The central implication of all these misconceptions was that nothing could live in the abyss
(deep), just as Forbes’s observations seemed to indicate. But Forbes erred in two ways. One
was the particular study site he happened to use as a springboard for his sweeping postulate
of a lifeless abyss. Although the Aegean had been the birthplace of marine biology, its depths
are now known to be exceptionally lacking in animal diversity. Moreover, through no fault of his
own, Forbes was not particularly successful at sampling such life as did exist at the bottom of
the Aegean. It was his dredge that was inadequate. Its opening was so small and the holes in
the net so large that the dredge inevitably missed animals. Many of those it did catch must have
poured out of its open mouth when Forbes reeled it in. His azoic zone, then, was a plausible
but wild extrapolation from pioneering but feeble data.

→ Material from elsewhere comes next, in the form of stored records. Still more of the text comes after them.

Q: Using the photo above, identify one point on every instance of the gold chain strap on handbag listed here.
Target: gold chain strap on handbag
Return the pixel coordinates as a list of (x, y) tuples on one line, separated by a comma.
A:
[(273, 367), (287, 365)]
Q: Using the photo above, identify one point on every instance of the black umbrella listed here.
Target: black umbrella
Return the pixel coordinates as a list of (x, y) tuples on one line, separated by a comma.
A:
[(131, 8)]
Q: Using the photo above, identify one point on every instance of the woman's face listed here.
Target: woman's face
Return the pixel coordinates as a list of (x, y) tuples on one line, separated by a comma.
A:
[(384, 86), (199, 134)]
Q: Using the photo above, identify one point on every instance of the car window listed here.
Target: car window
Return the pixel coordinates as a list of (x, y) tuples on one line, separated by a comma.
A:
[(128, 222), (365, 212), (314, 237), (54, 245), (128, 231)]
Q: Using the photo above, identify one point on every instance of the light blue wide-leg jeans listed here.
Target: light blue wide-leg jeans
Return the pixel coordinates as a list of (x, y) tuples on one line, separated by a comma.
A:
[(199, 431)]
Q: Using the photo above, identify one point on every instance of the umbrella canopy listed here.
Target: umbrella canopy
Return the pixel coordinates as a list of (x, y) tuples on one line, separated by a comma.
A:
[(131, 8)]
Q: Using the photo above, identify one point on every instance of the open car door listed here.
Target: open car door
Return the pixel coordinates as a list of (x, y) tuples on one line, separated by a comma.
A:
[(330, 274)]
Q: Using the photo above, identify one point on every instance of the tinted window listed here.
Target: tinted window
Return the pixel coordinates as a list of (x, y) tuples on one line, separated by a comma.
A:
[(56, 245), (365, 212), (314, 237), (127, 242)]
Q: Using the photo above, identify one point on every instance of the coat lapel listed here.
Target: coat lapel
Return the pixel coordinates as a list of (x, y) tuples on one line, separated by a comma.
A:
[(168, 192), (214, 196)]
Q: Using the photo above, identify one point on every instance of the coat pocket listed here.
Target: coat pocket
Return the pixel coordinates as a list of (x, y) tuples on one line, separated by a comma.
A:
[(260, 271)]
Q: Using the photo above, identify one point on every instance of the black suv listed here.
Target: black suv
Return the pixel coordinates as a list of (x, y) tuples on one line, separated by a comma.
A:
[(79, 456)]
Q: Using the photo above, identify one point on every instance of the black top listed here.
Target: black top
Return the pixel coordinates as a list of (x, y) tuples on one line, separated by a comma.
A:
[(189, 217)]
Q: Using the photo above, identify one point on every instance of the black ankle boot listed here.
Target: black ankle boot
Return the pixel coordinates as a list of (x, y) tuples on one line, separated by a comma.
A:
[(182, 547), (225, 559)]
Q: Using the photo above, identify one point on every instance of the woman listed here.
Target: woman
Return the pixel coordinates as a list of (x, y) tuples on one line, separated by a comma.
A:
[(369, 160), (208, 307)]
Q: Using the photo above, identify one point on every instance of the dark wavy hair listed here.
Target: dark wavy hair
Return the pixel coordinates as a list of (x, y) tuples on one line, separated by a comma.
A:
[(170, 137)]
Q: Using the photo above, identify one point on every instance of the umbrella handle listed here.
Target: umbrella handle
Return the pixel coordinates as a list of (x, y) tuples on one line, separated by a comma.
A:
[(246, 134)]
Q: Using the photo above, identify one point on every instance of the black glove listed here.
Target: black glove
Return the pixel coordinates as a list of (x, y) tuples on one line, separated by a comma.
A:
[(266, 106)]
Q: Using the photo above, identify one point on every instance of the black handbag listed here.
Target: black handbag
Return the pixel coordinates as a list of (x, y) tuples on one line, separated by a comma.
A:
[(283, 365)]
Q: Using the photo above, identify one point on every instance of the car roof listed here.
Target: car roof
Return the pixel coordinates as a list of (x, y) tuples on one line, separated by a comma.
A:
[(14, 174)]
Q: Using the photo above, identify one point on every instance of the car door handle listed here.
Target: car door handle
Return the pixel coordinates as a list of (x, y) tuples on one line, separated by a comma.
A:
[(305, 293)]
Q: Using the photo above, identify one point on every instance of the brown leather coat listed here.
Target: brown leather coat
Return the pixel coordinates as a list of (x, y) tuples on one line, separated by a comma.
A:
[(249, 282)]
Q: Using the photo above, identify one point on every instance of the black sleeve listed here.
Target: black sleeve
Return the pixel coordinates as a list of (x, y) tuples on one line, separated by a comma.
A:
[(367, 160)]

As it turned out, the existence of the azoic zone had been disproved even before Forbes
suggested it, and the theory continued to be contradicted regularly throughout its long and
influential life. Searching for the Northwest Passage from the Atlantic to the Pacific in 1818, Sir
John Ross had lowered his “deep-sea clam”—a sort of bivalved sediment scoop—into the waters
of Baffin Bay (an inlet between the Atlantic and Arctic oceans), which he determined to be
more than a thousand fathoms deep in some places. Modern soundings indicate he overestimated
his depths by several hundred fathoms, but in any case Ross’s clam dove several times deeper
than Forbes’s dredge. It brought back mud laced with worms, and starfish that had entangled
themselves in the line at depths well below the supposed boundary of the azoic zone.